Lillian Boxfish Takes a Walk, Kathleen Rooney (77)

It’s New Year’s Eve in 1984, and Lillian Boxfish has decided to take a walk. She’s lived in NYC since the 30’s when she was a wunderkind ad woman at Macy’s, spinning clever verses to sell bleach and furs and collars. New York isn’t exactly as it was then, but Lillian still loves walking, meeting new people, re-learning the rhythms of the city. The book follows Lillian through one long night and various adventures, and re-lives her very long life in flashes of memory.

I loved Lillian. She’s brave and strong and interested in everything. That last is the most important, and what I hope to take with me through my ancient days.

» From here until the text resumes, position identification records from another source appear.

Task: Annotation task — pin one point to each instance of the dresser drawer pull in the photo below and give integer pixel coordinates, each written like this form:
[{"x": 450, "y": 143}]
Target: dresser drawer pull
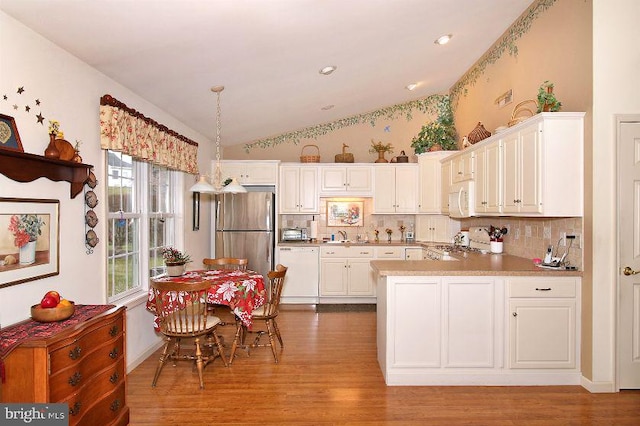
[
  {"x": 75, "y": 352},
  {"x": 75, "y": 379},
  {"x": 75, "y": 410}
]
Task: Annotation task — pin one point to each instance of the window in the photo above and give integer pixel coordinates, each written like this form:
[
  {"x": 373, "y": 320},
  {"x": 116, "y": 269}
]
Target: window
[{"x": 144, "y": 216}]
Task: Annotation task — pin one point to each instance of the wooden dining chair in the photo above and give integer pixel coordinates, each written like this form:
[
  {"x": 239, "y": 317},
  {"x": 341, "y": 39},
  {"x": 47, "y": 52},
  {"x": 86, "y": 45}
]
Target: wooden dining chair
[
  {"x": 267, "y": 314},
  {"x": 226, "y": 263},
  {"x": 182, "y": 312}
]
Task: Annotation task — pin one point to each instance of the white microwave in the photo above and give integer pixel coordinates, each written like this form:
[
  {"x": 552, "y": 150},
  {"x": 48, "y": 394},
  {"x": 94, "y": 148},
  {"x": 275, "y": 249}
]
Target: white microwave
[{"x": 462, "y": 199}]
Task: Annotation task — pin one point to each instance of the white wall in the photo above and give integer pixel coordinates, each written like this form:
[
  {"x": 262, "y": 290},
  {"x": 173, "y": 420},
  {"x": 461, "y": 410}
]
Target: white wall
[
  {"x": 70, "y": 91},
  {"x": 616, "y": 61}
]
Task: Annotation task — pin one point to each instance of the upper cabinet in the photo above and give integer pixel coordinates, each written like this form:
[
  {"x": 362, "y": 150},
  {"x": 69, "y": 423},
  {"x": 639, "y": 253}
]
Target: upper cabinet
[
  {"x": 340, "y": 179},
  {"x": 534, "y": 168},
  {"x": 430, "y": 181},
  {"x": 298, "y": 191},
  {"x": 396, "y": 188},
  {"x": 251, "y": 172}
]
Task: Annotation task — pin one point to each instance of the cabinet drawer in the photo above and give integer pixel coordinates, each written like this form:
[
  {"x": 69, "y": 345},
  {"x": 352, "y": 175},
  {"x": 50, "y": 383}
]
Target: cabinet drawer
[
  {"x": 85, "y": 344},
  {"x": 542, "y": 287},
  {"x": 389, "y": 252},
  {"x": 342, "y": 251},
  {"x": 83, "y": 372}
]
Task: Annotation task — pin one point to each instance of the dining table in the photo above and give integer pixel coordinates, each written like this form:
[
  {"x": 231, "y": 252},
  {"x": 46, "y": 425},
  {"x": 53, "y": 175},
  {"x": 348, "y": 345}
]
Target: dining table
[{"x": 242, "y": 291}]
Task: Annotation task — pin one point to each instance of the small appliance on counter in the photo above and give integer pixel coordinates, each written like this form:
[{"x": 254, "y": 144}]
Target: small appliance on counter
[{"x": 294, "y": 234}]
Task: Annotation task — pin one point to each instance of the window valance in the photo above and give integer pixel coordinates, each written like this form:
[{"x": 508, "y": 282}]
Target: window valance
[{"x": 126, "y": 130}]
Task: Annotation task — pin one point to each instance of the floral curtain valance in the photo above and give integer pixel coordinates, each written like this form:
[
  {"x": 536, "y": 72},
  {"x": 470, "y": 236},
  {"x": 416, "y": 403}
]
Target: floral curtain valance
[{"x": 126, "y": 130}]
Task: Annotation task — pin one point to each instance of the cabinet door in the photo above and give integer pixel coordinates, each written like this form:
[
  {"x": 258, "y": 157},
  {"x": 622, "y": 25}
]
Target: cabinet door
[
  {"x": 406, "y": 183},
  {"x": 360, "y": 278},
  {"x": 333, "y": 179},
  {"x": 289, "y": 190},
  {"x": 384, "y": 198},
  {"x": 359, "y": 179},
  {"x": 430, "y": 185},
  {"x": 542, "y": 333},
  {"x": 309, "y": 201},
  {"x": 511, "y": 169},
  {"x": 530, "y": 170},
  {"x": 333, "y": 277},
  {"x": 445, "y": 185}
]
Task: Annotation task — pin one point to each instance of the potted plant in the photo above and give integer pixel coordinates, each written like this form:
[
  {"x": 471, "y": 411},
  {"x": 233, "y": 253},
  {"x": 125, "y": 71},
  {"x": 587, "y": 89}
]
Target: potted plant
[
  {"x": 380, "y": 148},
  {"x": 175, "y": 261},
  {"x": 437, "y": 135},
  {"x": 547, "y": 101}
]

This resonated with many things– I’ve been watching Grace and Frankie lately, and I love the perspective of the nearly-invisible woman. (An Unnecessary Woman and The Elegance of the Hedgehog also scratch this itch.) I’m always interested in the rhythms of walking and the rhythms of thought– Rebecca Solnit’s Wanderlust comes to mind, and particularly all of the quotes/anecdotes she uses at the beginning of authors and philosophers articulating the importance of physical movement to their thought processes.

I listened to this on audiobook, and the narration was excellent. I would have rushed through it if I’d been reading on my own, the slower pace of the read-aloud makes me savour a bit more intentionally.